Slapped with an eviction order, the residents staged a picket and demanded the developer and DBKL to build them low-cost houses.
“Light festival darkened” read one banner as some 40 residents staged a picket at the entrance of their century-old settlement this afternoon.
The 30-minute picket saw the residents holding black flags and displaying banners that read among others “One Malaysia, one family, one house” and “Safeguard Kg Railway residents’ rights”.
On Oct 30, High Court declared Sentul Raya as the rightful owner of the land and issued the eviction order.
The residents now demanding the Kuala Lumpur City Hall (DBKL) and Sentul Raya to issue a letter of commitment to fulfill their earlier promises of building low-cost apartments as compensation.
Their lawyer Abdul Rashid Ibrahim said the residents are not requesting a free unit but agreed to pay at a discounted price to own a unit.
He said prior to the court decision, Deputy Minister of Federal Territories and Urban Wellbeing M. Saravanan pledged that low-cost apartments will be built by the developer in a meeting with the residents at Sentul Pasar.
He claimed that Saravaman reaffirmed the statement before the court handed down its decision on Oct 31.
The residents were informed that they would obtain the commitment letter from the developer regarding the building of low-cost apartments on Nov 4.
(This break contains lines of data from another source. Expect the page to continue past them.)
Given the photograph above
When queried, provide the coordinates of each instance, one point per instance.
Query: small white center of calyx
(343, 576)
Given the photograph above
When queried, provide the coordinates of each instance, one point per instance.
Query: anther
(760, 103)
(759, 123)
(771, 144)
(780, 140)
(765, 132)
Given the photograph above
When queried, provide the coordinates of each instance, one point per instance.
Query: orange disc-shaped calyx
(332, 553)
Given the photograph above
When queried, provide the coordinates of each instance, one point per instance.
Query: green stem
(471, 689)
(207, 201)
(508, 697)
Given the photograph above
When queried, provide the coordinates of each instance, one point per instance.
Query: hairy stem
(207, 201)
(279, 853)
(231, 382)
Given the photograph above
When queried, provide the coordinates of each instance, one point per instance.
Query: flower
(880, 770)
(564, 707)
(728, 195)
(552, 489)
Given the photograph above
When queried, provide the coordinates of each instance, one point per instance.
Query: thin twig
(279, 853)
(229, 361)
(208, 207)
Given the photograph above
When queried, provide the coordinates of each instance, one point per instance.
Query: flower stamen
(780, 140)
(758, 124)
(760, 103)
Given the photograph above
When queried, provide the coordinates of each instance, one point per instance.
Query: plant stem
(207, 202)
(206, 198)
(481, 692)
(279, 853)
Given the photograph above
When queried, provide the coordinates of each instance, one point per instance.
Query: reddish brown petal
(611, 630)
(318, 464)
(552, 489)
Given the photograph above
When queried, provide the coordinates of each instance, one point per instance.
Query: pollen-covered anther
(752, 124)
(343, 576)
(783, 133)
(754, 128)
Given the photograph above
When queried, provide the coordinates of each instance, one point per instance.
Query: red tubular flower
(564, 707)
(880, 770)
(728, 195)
“However, they have yet to receive such a letter,” said Abdul Rashid.
It is understood that another 31 residents represented by Hindraf de facto leader P Uthayakumar are seeking a declaration that the village is national heritage and a plot of land to be given to each family.
Batu MP Tian Chua, who was also present, urged the residents to protest in front of the Prime Minister’s Office or the developer’s office should they fail to resolve the matter after Deepavali.
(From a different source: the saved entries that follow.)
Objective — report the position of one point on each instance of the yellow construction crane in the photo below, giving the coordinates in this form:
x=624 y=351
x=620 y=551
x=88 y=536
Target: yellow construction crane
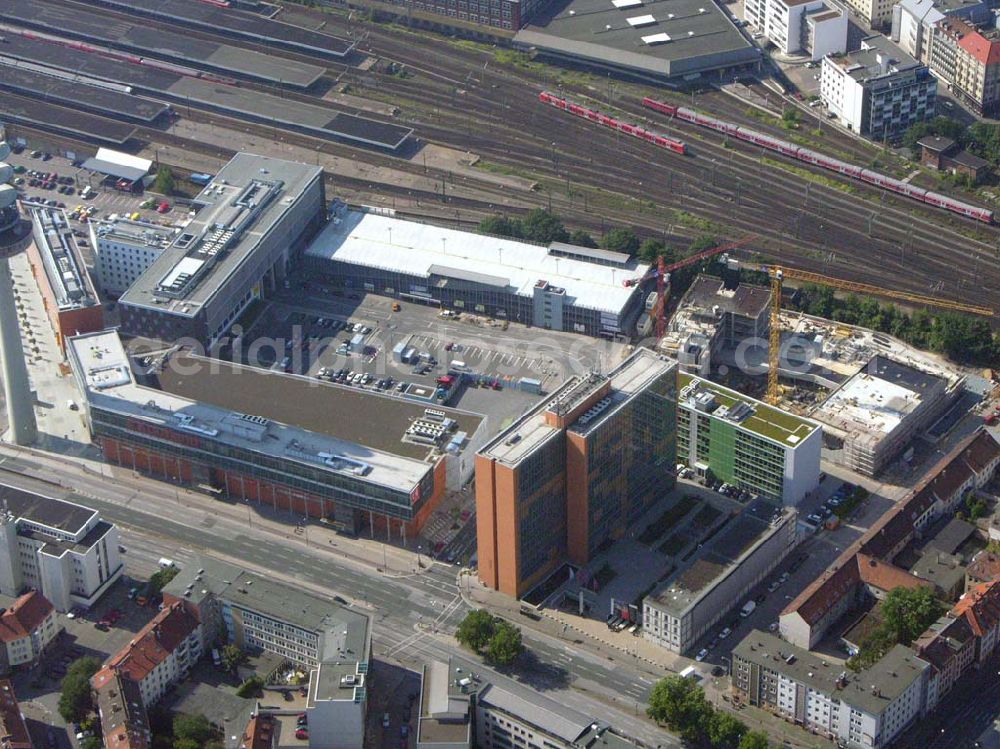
x=778 y=274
“Saravanan promised to have a discussion after the court proceeding is done. But again there is no meeting. People are running out of patience,” he said.
Kg Railway residents action committee chairman Darshan Singh said only DBKL and the developer could return the “light” the residents needed for Deepavali.
“We never say this land belongs to us, but we were pioneer residents who have been paying rental and assessment fees until 2009. We hope they can fulfill their promises,” he said.